The Nazi-Rocker-Main Character floats through the void, and is deposited into some sort of bizarre game of bumper cars played by zombie slaves. I'm noticing that our lead no longer wears a swastika anymore. He finds the mysterious woman running the place and rapes her. Yeah. However, it's "okay" because the "woman" is basically just meat, and is a tool of the intelligence running the ship, which then disentigrates everything, including the ship. To Be Continued.

As an aside, apparently Alain Voss is on DeviantArt.
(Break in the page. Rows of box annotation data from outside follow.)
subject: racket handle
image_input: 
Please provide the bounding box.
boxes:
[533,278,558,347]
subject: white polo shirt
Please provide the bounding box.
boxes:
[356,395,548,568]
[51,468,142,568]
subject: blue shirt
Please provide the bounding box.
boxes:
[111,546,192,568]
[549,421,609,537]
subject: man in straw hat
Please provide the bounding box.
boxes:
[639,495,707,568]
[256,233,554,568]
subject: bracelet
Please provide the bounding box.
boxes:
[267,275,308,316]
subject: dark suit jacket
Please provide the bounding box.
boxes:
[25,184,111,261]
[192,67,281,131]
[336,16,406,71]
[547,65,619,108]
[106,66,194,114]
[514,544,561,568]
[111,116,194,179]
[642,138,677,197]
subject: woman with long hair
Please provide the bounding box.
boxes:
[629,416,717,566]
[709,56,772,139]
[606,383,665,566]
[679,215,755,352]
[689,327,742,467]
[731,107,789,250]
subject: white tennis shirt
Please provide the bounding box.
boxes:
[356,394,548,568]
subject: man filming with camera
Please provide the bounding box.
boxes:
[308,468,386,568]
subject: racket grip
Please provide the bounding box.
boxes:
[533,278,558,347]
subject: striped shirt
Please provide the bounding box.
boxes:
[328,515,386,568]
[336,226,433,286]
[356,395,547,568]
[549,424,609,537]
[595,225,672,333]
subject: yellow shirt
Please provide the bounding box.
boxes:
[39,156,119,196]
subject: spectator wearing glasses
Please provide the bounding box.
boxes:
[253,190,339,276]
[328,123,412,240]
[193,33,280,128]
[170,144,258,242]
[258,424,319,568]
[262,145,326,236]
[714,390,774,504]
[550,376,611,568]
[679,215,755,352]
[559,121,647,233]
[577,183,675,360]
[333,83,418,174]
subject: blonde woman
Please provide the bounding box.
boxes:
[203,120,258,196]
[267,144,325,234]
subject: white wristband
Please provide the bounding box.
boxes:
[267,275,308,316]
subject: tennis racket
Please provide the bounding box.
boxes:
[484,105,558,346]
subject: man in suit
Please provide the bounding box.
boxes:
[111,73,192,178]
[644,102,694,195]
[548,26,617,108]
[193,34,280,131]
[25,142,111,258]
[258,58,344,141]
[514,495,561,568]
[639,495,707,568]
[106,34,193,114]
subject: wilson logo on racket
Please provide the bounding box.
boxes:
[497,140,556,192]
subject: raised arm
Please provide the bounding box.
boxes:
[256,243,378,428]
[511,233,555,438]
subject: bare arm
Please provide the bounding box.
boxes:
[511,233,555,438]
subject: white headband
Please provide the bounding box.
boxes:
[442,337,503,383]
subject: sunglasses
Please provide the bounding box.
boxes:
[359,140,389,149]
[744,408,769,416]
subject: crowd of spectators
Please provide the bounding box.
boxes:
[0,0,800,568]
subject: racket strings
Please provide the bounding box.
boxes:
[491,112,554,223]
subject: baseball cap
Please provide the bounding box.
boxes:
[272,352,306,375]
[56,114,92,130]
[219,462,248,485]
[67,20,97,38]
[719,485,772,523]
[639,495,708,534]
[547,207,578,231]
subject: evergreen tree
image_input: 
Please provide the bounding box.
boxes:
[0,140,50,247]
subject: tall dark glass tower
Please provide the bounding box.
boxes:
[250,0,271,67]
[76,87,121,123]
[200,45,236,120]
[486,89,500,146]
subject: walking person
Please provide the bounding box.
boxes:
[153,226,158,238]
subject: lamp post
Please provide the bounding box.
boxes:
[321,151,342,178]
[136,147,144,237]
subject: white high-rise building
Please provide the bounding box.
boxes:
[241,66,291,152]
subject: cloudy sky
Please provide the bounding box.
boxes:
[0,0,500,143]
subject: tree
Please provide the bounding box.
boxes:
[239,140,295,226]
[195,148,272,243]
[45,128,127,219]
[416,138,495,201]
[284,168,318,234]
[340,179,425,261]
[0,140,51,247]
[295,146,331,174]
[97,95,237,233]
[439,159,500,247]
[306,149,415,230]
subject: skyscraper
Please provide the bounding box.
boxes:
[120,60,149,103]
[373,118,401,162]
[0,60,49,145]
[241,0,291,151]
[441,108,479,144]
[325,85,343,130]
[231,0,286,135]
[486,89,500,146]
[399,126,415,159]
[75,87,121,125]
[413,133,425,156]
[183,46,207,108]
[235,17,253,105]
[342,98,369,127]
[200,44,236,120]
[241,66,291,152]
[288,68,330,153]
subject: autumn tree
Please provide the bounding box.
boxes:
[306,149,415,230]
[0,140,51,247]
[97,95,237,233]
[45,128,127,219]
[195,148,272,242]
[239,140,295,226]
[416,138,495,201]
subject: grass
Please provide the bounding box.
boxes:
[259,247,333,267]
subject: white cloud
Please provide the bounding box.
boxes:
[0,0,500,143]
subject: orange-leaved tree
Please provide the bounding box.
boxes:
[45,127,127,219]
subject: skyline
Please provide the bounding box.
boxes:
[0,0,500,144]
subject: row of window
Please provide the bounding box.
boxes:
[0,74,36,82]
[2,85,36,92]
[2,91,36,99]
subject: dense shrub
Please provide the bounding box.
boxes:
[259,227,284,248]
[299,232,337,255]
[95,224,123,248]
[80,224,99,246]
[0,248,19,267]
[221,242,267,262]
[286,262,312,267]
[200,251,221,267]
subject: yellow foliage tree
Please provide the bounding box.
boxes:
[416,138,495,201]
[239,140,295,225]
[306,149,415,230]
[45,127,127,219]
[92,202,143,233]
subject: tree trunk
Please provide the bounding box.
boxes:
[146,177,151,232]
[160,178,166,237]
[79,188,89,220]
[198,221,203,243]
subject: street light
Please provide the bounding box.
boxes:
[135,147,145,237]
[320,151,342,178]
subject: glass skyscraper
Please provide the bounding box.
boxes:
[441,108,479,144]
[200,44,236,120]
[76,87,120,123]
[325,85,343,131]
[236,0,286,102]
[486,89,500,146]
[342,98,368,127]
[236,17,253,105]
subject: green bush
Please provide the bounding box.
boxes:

Peaceful In The Country by Dominique "Alexis" Vallet

A man gets lost and looks for directions, and gets the directions he needs from a strange man at a farm house. The strange man, by the way, turns out to be an alien, part of a dark conspiracy to take over the country. The alien's superiors chew him out for nearly blowing their cover, while the alien argues that the guy had no clue about the country, being that he was from Montreal.

Chain Mail

We get letters asking about Mobius's storyboards for Dune, which Heavy Metal's staff is looking for desperately. If they published them, I'll put them up. However, what's sold me on putting the entire letters column up, is we get a letter from a reader in Germany with a response to the editorial department's response to a letter way back in V.1, No.13. In particular, he respond to the editorial "response" that pissed me, in turn, off to no end - the "Fuck them for a Hershey Bar" response. Basically, the German reader calls out the response as being "stupid and infantile", and accuses them of engaging in national self-loathing. However, after that the writer goes into a response that made me facepalm and want to cry out "Stop Helping!" though I know it will do no good.

And it doesn't help that the editors respond to this letter by saying their remarks were perfectly reasonable and justified, and that anyone who was offended or annoyed is over-reacting by saying that they were just referencing a Lenny Bruce joke. Fuck you very much, good sir. Epic Illustrated is 20 times the magazine yours is. Also, hopefully, saying that will get the guy recapping Epic Illustrated on RPG.net to start his thread back up.

Planet Of Terror - Philippe "Caza" Cazamayou and Paul Lamontellerie

A man, who looks like your creative-type/damn-dirty-hippie (kidding) takes the elevator instead of the stairs and is whisked into some strange world. However, the world looks a lot like ours, except the person has been plopped into a new body, and is forced to live in a gray and grim urban environment, and wear a suit! He tries to find mental escape through making comics. He eventually finds romantic companionship and with her he's able to return home.

Age Of Ages by Akbar Del Piombo and Norman Rubington

I've already told you how much I hate this incomprehensible crap. For some reason they brought it back.

Our back cover is by Michel Gueranger and is fairly abstract.